Leverage Terraform to Create an Apache ShardingSphere Proxy High Availability Cluster on AWS

For this ShardingSphere blog entry, we want you to take advantage of the benefits of IaC (Infrastructure as Code) by deploying and managing a ShardingSphere Proxy cluster the IaC way.

With this in mind, we plan to use Terraform to create a ShardingSphere-Proxy high availability cluster with multiple availability zones.

Background

Terraform

Terraform is Hashicorp’s open source infrastructure automation orchestration tool that uses IaC philosophy to manage infrastructure changes.

It’s supported by public cloud vendors such as AWS, GCP, AZURE and a variety of other providers from the community, and has become one of the most popular practices in the “Infrastructure as Code” space.

Terraform has the following advantages:

Support for multi-cloud deployments

Terraform is suitable for multi-cloud scenarios, deploying similar infrastructures such as Alibaba Cloud, or other cloud providers and local data centres. Developers can use the same tools and similar profiles to manage resources from different cloud providers simultaneously.

Automated management infrastructure

Terraform’s ability to create reusable modules reduces human-induced deployment and management errors.

Infrastructure as code

Resources can be managed and maintained in code, allowing infrastructure state to be saved. This enables users to track changes made to different components of the system (infrastructure as code) and share these configurations with others.

ShardingSphere-Proxy

Apache ShardingSphere is a distributed database ecosystem that transforms any database into a distributed database and enhances it with data sharding, elastic scaling, encryption and other capabilities.

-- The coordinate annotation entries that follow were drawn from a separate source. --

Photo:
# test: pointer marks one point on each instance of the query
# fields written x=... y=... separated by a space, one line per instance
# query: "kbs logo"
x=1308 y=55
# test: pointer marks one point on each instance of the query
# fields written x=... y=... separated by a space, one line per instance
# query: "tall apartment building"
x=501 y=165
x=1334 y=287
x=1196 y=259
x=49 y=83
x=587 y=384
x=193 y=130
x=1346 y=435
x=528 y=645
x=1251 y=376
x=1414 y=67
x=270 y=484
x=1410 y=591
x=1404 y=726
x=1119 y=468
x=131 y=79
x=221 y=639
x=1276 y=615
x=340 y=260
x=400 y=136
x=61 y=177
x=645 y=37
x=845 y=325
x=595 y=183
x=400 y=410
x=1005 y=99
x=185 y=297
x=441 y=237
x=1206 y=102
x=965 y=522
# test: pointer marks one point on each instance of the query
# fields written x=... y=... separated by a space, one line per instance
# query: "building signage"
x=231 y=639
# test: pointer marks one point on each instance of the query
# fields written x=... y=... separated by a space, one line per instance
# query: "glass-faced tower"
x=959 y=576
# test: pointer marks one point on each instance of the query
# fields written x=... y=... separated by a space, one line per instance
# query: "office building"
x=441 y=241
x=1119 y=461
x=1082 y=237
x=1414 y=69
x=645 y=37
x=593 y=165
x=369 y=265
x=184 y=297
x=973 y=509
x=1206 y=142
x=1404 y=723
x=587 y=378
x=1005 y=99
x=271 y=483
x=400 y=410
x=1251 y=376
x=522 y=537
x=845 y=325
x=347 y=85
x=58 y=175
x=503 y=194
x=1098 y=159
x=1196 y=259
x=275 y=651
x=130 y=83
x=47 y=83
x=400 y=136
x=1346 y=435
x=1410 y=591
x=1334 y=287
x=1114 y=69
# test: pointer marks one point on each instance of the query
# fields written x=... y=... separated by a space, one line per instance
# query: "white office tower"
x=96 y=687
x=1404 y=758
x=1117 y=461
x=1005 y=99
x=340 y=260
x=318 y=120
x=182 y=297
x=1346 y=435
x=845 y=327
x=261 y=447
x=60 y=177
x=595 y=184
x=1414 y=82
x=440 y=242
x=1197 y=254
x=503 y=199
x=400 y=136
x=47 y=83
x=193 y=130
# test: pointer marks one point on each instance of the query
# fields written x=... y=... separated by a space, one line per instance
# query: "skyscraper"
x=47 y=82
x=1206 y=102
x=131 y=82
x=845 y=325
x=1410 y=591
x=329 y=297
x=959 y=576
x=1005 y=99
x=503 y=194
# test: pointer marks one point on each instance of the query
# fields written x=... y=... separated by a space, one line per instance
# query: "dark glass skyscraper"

ShardingSphere-Proxy is positioned as a transparent database proxy that supports any client using MySQL, PostgreSQL, or openGauss protocols to manage data, and is more friendly to heterogeneous languages and DevOps scenarios.

ShardingSphere-Proxy is non-intrusive to the application code: users only need to change the connection string of the database to achieve data sharding, read/write separation, etc. As part of the data infrastructure, its high availability will be key.

Deployment with Terraform

Before we start writing the Terraform configuration, we need to understand the basic architecture of the ShardingSphere-Proxy cluster

We use ZooKeeper as the Governance Center.

As you can see, ShardingSphere-Proxy itself is a stateless application, and in a real world scenario, load balancing is provided externally, and the load balancing is used to flexibly distribute traffic between the instances.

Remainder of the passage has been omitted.